To make a valid will in Ohio the following requirements must be met:
The Testator (the person who makes the will)
– Must be over 18
– Must be of sound mind and memory
– Must not be under restraint
– Must be written (can be handwritten or typewritten)
– Must be signed at the end by the testator or by some other person in the testator’s conscious presence and at the testator’s express direction
– Must be witnessed in the conscious presence of the testator by two or more competent witnesses, who saw the testator subscribe, or heard the testator acknowledge the testator’s signature
– Must be 18 years or older
What Does “Conscious Presence” Of The Testator Mean?
Section 2107.03 of the Ohio Revised Code defines that “conscious presence” means:
For purposes of this section, “conscious presence” means within the range of any of the testator’s senses, excluding the sense of sight or sound that is sensed by telephonic, electronic, or other distant communication.
What Does It Mean To Be “Of Sound Mind and Memory” To Make A Valid Will Under Ohio Law?
To be “of sound mind and memory” and competent to make a valid will under Ohio law means that the testator can:
- Understand the nature of the business in which he is engaged.
- Comprehend generally the nature and extent of his property.
- Hold in his mind the names and identity of those who have natural claims upon his bounty.
- Appreciate his relation to members of his family.
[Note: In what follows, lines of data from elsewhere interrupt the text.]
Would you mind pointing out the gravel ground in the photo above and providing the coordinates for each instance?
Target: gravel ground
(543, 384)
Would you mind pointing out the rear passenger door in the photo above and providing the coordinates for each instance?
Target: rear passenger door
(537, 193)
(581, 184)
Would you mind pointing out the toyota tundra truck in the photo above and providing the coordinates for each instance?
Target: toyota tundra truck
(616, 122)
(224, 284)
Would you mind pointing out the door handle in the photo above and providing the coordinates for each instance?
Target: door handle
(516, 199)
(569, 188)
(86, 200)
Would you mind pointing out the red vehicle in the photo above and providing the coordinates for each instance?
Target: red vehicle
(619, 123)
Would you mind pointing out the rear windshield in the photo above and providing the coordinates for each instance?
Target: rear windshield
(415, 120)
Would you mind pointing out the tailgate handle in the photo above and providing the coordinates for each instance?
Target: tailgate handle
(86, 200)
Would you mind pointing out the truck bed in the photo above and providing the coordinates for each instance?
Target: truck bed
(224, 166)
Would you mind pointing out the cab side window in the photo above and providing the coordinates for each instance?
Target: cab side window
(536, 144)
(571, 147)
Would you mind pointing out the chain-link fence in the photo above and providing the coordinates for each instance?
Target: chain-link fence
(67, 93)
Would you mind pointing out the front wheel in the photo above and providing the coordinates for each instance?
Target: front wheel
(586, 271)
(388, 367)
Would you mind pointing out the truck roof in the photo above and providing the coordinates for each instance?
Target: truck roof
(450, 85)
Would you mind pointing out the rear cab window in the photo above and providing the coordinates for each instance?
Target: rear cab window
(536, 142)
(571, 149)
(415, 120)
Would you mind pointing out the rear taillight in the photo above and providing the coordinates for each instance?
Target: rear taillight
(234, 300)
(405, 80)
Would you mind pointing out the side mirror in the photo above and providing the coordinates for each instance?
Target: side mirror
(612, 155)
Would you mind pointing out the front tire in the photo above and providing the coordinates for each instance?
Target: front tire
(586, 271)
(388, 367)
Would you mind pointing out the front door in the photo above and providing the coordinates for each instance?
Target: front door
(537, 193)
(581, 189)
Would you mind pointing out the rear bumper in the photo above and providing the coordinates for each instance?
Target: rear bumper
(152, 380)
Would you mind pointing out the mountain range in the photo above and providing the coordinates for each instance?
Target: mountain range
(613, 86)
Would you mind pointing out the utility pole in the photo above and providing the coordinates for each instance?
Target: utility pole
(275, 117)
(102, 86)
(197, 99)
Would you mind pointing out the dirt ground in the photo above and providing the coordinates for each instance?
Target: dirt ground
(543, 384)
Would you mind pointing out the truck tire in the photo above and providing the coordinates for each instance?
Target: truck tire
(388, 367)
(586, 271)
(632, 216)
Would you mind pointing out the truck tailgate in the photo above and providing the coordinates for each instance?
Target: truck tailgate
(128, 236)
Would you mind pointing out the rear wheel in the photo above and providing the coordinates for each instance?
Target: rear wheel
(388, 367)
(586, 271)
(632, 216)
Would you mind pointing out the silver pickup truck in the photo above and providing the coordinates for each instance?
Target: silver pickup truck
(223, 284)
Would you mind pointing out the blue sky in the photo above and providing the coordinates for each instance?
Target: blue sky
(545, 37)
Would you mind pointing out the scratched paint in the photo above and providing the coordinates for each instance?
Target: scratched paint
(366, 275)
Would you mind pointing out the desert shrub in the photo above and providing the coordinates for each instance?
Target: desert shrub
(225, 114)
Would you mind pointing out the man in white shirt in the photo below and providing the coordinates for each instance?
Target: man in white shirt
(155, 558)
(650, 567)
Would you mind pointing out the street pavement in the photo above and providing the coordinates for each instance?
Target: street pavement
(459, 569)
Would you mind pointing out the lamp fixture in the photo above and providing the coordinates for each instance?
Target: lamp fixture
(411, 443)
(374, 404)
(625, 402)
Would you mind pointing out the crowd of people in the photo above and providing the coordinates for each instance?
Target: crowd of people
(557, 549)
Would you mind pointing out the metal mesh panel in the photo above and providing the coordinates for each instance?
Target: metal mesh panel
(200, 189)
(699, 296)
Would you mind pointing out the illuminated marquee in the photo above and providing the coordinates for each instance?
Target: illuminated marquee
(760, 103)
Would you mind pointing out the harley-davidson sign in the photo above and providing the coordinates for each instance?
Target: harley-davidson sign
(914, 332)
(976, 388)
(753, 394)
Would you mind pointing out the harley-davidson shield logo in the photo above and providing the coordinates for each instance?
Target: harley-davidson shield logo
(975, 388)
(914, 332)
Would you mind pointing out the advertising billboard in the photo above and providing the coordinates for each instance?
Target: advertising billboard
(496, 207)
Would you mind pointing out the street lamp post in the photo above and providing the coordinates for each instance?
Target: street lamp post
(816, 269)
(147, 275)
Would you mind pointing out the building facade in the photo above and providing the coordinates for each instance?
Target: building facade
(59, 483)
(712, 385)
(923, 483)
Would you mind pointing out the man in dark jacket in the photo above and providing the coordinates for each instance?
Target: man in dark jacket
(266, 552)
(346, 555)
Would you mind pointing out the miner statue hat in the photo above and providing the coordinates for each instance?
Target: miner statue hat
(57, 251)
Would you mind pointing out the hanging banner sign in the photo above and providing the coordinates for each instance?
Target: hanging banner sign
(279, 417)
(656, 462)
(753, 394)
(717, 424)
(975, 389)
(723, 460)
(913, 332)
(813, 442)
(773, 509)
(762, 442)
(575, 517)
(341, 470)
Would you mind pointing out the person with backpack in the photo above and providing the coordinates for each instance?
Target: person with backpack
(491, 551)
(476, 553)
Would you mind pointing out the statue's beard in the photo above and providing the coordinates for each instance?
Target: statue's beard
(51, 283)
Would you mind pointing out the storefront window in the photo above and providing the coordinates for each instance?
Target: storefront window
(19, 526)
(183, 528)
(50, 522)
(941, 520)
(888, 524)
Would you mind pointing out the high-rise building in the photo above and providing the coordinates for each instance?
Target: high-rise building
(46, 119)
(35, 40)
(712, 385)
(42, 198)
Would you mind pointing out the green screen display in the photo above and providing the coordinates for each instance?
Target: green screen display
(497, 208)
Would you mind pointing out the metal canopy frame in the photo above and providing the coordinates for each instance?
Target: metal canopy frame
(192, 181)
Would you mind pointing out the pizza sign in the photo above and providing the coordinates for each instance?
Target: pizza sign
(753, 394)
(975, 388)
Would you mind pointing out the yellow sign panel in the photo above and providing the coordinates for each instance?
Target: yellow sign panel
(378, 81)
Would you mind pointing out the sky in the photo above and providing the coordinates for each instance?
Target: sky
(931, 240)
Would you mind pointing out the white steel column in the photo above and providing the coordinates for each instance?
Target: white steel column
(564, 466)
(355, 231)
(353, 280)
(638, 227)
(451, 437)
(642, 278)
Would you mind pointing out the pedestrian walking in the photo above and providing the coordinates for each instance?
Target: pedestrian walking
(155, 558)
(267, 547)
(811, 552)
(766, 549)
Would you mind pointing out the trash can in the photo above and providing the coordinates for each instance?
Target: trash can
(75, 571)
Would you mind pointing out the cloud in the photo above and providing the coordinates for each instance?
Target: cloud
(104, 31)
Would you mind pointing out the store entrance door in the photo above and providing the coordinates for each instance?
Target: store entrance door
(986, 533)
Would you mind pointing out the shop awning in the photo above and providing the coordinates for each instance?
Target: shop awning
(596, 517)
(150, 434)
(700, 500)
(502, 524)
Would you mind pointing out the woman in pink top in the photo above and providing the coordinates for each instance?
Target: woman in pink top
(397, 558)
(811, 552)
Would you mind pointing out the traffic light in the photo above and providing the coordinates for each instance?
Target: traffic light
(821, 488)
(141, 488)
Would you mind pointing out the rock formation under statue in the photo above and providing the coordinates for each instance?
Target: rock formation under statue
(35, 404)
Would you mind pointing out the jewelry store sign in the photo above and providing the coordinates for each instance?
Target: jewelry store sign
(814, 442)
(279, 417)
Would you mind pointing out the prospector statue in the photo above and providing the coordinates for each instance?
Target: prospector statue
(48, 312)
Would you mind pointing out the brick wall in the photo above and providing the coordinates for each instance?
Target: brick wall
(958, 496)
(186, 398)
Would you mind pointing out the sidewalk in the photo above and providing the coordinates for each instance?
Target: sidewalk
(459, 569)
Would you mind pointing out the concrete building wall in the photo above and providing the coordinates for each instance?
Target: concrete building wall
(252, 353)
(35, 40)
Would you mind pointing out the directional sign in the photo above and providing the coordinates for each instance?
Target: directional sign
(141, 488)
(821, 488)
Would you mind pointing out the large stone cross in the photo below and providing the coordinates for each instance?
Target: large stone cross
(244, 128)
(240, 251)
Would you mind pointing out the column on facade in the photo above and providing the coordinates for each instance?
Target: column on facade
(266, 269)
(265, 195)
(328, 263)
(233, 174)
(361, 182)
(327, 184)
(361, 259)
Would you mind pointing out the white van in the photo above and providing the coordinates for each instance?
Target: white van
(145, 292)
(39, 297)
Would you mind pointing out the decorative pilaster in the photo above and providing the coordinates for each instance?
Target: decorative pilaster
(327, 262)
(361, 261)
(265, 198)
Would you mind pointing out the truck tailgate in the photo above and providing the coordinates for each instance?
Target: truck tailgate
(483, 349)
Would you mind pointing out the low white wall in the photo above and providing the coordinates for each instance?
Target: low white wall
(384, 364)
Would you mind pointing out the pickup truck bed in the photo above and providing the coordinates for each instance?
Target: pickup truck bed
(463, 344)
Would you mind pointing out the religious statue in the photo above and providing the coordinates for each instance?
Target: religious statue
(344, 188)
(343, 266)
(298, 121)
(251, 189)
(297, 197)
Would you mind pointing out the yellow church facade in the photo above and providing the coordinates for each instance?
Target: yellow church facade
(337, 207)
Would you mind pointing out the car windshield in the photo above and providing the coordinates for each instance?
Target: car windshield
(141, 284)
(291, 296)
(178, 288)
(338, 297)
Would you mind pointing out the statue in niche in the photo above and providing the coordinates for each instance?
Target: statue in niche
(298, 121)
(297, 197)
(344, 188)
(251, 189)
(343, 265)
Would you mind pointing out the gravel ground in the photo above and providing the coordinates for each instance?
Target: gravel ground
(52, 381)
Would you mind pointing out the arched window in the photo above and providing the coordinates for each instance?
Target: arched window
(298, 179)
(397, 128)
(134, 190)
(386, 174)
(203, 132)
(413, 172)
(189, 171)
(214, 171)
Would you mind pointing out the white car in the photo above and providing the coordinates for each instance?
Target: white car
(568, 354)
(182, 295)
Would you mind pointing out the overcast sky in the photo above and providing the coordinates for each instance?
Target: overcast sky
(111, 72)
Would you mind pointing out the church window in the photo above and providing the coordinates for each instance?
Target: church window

We have written about the capacity of a testator and also the concept of undue influence in our article on How to Contest A Will in Ohio.
Can A Beneficiary Witness A Will In Ohio?
A beneficiary should not witness a will in Ohio. If a devise is made to a person who is one of only two witnesses to the will, the devise or bequest to that person is void. The witness would still be competent to testify to the execution of the will, as if the devise had not been made.
If the witness would have been entitled to a share of the testator’s estate in case the will was not established, the witness takes so much of that share that does not exceed the bequest or devise to the witness. Said another way, the witness would take their bequest under the will up to the value of their intestate share. Ohio Revised Code section 2107.15.
Bottom line, having a beneficiary witness a will in Ohio is a bad idea, as it ultimately defeats the testator’s intent. If a testator insists on having a beneficiary witness, it is a good idea to have additional witnesses present so that the beneficiary is not one of the required witnesses to make the will valid under Ohio law.
Does An Ohio Will Have To Be Notarized?
No, to make a valid will in Ohio there is no requirement that the will is notarized.
Deposit Of A Will In Ohio Probate Court
Ohio allows a testator, or someone on the testator’s behalf, to deposit a will with the office of the judge of the probate court in the county where the testator lives, before or after the death. Ohio Revised Statutes section 2107.07.
Upon payment of a $25 fee, the judge receives and keeps the will, and gives a certificate of deposit for the will. The will is kept until delivered or disposed of under section 2107.08 of the Ohio Revised Code, which states
During the lifetime of a testator, the testator’s will, deposited according to section 2107.07 of the Revised Code, shall be delivered only to the testator, to some person authorized by the testator by a written order, or to a probate court for a determination of its validity when the testator so requests. After the testator’s death, the will shall be delivered to the person named in the indorsement on the envelope of the will, if there is a person named who demands it. If the testator has filed a complaint in the probate court for a judgment declaring the validity of the will pursuant to section 5817.02 of the Revised Code and a judgment is rendered pursuant to division (A)(1) of section 5817.10 of the Revised Code declaring the will valid, the judge of the court who rendered the judgment shall deliver the will to the proper probate court as determined under section 2107.11 of the Revised Code, upon the death of the testator, for probate.
If no person named in the indorsement demands the will and it is not one that has been declared valid pursuant to division (A)(1) of section 5817.10 of the Revised Code, it shall be publicly opened in the probate court within one month after notice of the testator’s death and retained in the office of the probate judge until offered for probate. If the jurisdiction belongs to any other probate court, the will shall be delivered to the person entitled to its custody, to be presented for probate in the other court. If the probate judge who opens the will has jurisdiction of it, the probate judge immediately shall give notice of its existence to the executor named in the will or, if any, to the persons holding a power to nominate an executor as described in section 2107.65 of the Revised Code, or, if it is the case, to the executor named in the will and to the persons holding a power to nominate a coexecutor as described in that section. If no executor is named and no persons hold a power to nominate an executor as described in that section, the probate judge shall give notice to other persons immediately interested.